BYOD driving more data to the cloud

BYOD driving more data to the cloud

The rise of the bring your own device (BYOD) trend within many businesses will lead to more corporate data being placed on cloud systems, experts have suggested.

Writing for Wired.com, Andrew Wild claims that the issue of data security has become one of the biggest concerns among IT managers, many of whom have seen their fellow employees bringing their own smartphones and tablets into the workplace.

The devastating consequences of data being leaked means that many companies are being forced to look at effective mobile device management solutions (MDM).

Mr Wild claims that one of the most effective methods of creating a secure environment for data is to employ a cloud system, which he said could be especially suitable for small ormedium sized businesses (SMB), who often lack the necessary funds and manpower to adequately deal with any problems.

He added: "In the near future there won’t be any good reason for corporate data to be stored on the device. The most compelling reason for storing data locally is to enable offline access. However the need for offline access will diminish as internet access becomes truly ubiquitous.

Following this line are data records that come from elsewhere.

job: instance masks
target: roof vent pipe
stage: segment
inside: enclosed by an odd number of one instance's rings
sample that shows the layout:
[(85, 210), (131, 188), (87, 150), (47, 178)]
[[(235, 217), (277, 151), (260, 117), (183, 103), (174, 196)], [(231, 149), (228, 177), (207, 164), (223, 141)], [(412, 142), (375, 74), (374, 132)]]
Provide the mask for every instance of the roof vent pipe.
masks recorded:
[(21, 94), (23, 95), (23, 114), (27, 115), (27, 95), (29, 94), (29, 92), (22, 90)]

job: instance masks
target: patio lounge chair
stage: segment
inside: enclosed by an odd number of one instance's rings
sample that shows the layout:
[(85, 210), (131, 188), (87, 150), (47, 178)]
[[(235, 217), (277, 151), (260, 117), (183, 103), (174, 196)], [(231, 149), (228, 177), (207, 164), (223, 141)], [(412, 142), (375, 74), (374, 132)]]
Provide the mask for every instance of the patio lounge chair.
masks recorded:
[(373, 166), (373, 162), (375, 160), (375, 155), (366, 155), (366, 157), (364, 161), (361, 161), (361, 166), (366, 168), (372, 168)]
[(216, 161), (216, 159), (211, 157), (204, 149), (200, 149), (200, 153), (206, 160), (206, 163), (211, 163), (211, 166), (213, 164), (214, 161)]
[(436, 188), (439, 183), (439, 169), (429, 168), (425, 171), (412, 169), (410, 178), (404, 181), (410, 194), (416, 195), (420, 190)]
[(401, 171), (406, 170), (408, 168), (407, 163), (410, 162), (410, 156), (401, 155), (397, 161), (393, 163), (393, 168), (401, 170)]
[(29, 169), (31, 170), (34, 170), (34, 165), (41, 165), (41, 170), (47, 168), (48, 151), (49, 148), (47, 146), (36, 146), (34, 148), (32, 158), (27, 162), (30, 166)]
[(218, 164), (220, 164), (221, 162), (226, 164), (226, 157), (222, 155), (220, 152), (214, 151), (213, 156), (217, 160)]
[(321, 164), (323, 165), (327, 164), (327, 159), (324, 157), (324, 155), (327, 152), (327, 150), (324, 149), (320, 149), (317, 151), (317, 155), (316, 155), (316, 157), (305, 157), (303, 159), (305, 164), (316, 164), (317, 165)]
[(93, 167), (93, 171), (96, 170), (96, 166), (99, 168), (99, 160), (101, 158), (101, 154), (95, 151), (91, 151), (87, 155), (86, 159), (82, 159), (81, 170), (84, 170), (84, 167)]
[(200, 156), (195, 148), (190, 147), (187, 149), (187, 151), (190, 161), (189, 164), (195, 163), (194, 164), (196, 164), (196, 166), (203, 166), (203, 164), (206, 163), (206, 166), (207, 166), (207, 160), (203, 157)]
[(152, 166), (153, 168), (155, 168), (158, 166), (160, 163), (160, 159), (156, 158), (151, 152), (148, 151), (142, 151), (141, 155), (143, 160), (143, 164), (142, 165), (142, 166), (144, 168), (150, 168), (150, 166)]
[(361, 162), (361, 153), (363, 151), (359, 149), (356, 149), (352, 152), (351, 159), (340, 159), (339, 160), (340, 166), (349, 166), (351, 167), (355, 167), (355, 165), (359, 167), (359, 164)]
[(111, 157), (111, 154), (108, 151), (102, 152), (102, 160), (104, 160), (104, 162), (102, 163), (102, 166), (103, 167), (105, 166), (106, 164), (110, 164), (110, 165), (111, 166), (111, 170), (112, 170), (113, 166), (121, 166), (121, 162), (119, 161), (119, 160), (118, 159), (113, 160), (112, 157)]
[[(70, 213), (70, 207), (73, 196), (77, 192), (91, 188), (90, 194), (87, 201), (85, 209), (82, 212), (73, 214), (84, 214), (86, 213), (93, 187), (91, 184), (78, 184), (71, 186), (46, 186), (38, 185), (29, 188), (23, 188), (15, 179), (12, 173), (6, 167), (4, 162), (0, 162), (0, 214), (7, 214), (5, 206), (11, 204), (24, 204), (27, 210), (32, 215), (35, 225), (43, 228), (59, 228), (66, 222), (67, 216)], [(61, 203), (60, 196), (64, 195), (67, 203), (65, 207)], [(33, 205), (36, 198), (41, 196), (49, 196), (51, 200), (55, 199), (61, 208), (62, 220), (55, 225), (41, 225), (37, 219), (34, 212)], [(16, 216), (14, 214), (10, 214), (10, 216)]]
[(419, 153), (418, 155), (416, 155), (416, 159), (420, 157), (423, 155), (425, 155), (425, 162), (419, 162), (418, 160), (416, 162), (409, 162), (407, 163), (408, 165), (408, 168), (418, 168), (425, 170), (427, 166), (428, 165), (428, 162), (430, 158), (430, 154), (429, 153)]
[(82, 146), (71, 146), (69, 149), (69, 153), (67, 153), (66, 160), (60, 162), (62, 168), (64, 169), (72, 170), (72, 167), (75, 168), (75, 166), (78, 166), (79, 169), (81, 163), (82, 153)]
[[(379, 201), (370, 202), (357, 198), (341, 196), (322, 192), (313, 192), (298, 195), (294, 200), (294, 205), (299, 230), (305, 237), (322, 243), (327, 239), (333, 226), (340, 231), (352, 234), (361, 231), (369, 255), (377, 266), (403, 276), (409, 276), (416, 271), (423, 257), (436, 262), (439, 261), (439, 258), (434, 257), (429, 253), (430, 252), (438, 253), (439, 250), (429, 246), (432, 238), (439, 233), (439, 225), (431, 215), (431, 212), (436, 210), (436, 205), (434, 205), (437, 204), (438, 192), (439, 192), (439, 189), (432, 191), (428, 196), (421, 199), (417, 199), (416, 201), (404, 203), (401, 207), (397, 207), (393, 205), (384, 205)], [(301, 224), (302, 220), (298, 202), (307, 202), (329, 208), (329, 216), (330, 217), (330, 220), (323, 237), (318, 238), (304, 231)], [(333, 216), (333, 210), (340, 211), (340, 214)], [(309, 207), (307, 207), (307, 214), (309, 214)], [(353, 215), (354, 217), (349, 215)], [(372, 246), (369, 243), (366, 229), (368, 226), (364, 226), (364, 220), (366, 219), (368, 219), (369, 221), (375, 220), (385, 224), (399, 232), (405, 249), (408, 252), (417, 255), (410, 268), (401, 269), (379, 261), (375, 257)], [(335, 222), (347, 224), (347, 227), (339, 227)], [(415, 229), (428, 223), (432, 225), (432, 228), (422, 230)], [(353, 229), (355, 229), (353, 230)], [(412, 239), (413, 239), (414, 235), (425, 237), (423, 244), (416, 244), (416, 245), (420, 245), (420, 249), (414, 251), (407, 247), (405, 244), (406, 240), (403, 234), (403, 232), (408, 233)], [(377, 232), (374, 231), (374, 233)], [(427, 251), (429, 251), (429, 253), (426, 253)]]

We are getting there; even airplanes are offering inflight Wi-Fi connectivity."

But he claims there is still a need to try and divert data away from local storage systems even in the current climate, as the solution of disconnecting from the internet, which is a popular security practice in many firms, can be too inconvenient within a BYOD environment.

The benefits of combining BYOD with cloud technology have been recognised by other experts too.

In a blog for Search Cloud Computing, writer Fernanda Aspe stressed that while ensuring on-device security methods such as anti-malware software and passwords are important, firms need to set up gateways between both mobile devices and the business network.

She added that the implementation of certain tools could provide a higher level of security for smartphones and tablet devices being used within the company, while hypervisors could separate personal and corporate data, and even allow remote wiping in case a device is lost or stolen.